Southern Ocean losing ice fast as decades-long trend reverses


Thursday, 17 July, 2025

Southern Ocean losing ice fast as decades-long trend reverses

Since 2015, Antarctica has lost sea ice equal to the size of Greenland — the largest environmental shift seen anywhere on Earth in the last decades. Now, research led by the University of Southampton shows that the Southern Ocean is getting saltier — reversing a longstanding trend in which the ocean’s surface freshened, helping sea ice grow — and this is making the problem worse.

In the Southern Ocean’s polar waters, cold, fresh surface water overlays warmer, saltier waters from the deep. In the winter, as the surface cools and sea ice forms, the density difference (stratification) between water layers weakens, allowing these layers to mix and heat to be transported upward, melting the sea ice from below and limiting its growth.

Since the early 1980s, the surface of the Southern Ocean had been freshening and stratification had been strengthening, trapping heat below and sustaining more sea ice coverage. Now new satellite technology, combined with information from floating robotic devices which travel up and down the water column, shows this trend has reversed; surface salinity is increasing south of 50° latitude, stratification is weakening, and sea ice has reached multiple record lows — with large openings of open ocean in the sea ice (polynyas) returning.

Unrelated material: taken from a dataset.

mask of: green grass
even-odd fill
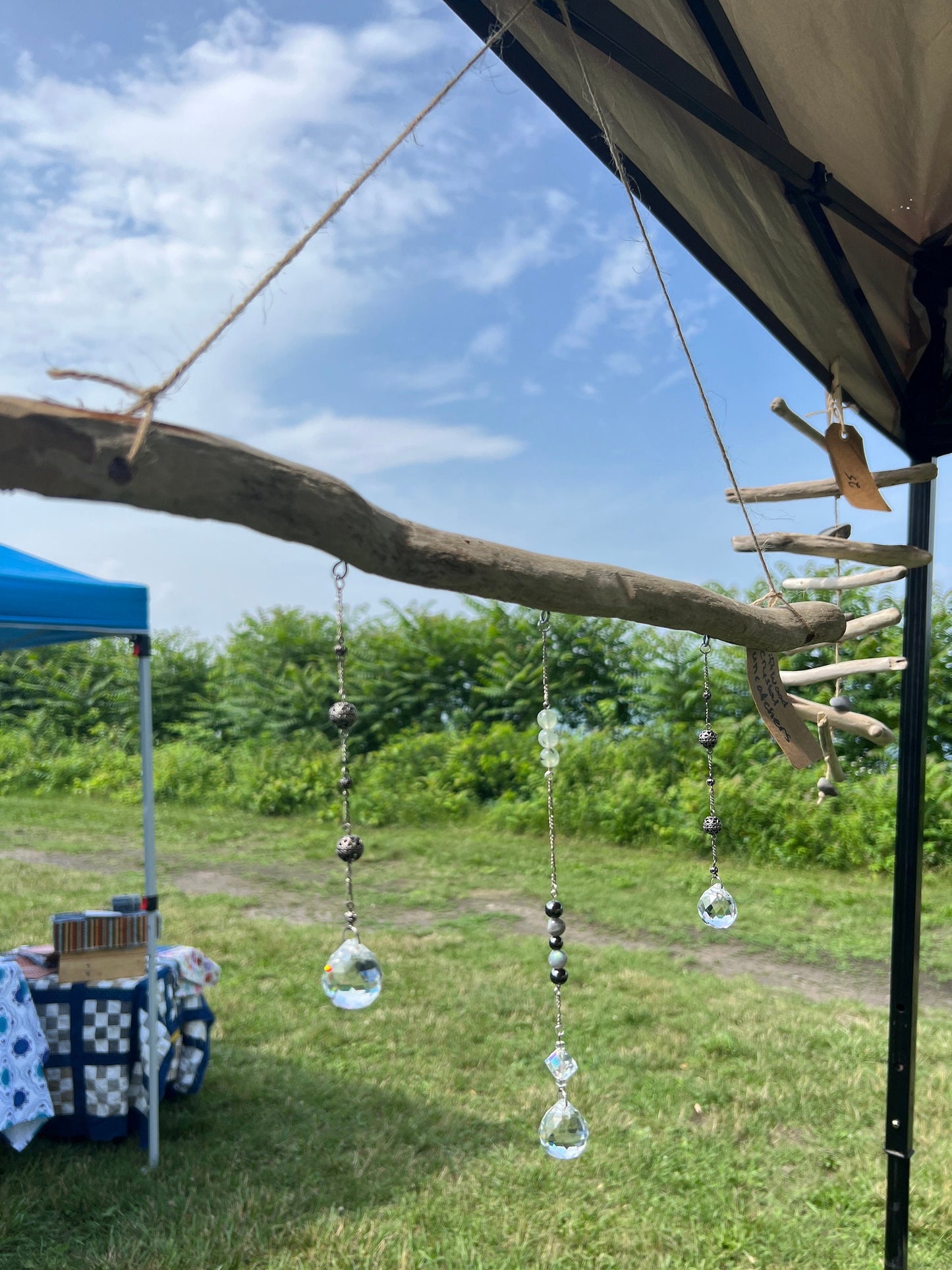
[[[103,860],[96,874],[0,859],[0,945],[135,885],[123,852],[136,828],[133,809],[108,803],[0,801],[0,851]],[[4,1152],[3,1270],[880,1264],[883,1011],[812,1006],[663,951],[572,950],[570,925],[572,1097],[593,1135],[579,1161],[555,1163],[534,1135],[553,1093],[541,941],[454,913],[473,890],[541,899],[545,845],[479,824],[366,837],[357,897],[386,982],[373,1010],[348,1016],[319,987],[338,927],[251,918],[254,900],[173,885],[227,866],[288,906],[315,886],[336,894],[327,831],[161,809],[166,932],[223,968],[206,1087],[162,1109],[157,1175],[132,1143]],[[704,870],[701,856],[567,842],[570,923],[685,942]],[[730,860],[724,874],[741,913],[715,937],[814,960],[886,955],[882,879]],[[952,975],[947,876],[927,879],[927,906],[929,965]],[[388,925],[407,907],[442,919]],[[924,1017],[919,1062],[911,1264],[947,1270],[952,1017]]]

Published in the journal PNAS, the research marks the first time scientists have been able to monitor these changes in the Southern Ocean in real time. It also coincides with a dramatic loss of sea ice around Antarctica and the re-emergence of the Maud Rise polynya in the Weddell Sea — a huge hole in the sea ice nearly four times the size of Wales, which hadn’t occurred since the 1970s.

“Saltier surface water allows deep ocean heat to rise more easily, melting sea ice from below,” said research leader Dr Alessandro Silvano. “It’s a dangerous feedback loop: less ice leads to more heat, which leads to even less ice.

“The return of the Maud Rise polynya signals just how unusual the current conditions are. If this salty, low-ice state continues, it could permanently reshape the Southern Ocean — and, with it, the planet. The effects are already global: stronger storms, warmer oceans, and shrinking habitats for penguins and other iconic Antarctic wildlife.”

Contrary to the new findings, manmade climate change was generally expected to sustain Antarctic Sea ice cover over the coming years. As noted by study co-author Aditya Narayanan, “Previous projections emphasised enhanced surface freshening and stronger ocean stratification, which could have supported sustained sea ice cover. Instead, a rapid reduction in sea ice — an important reflector of solar radiation — has occurred, potentially accelerating global warming.”

Study co-author Professor Alberto Naveira Garabato concluded, “The new findings suggest that our current understanding may be insufficient to accurately predict future changes.

“It makes the need for continuous satellite and in situ monitoring all the more pressing, so we can better understand the drivers of recent and future shifts in the ice–ocean system.”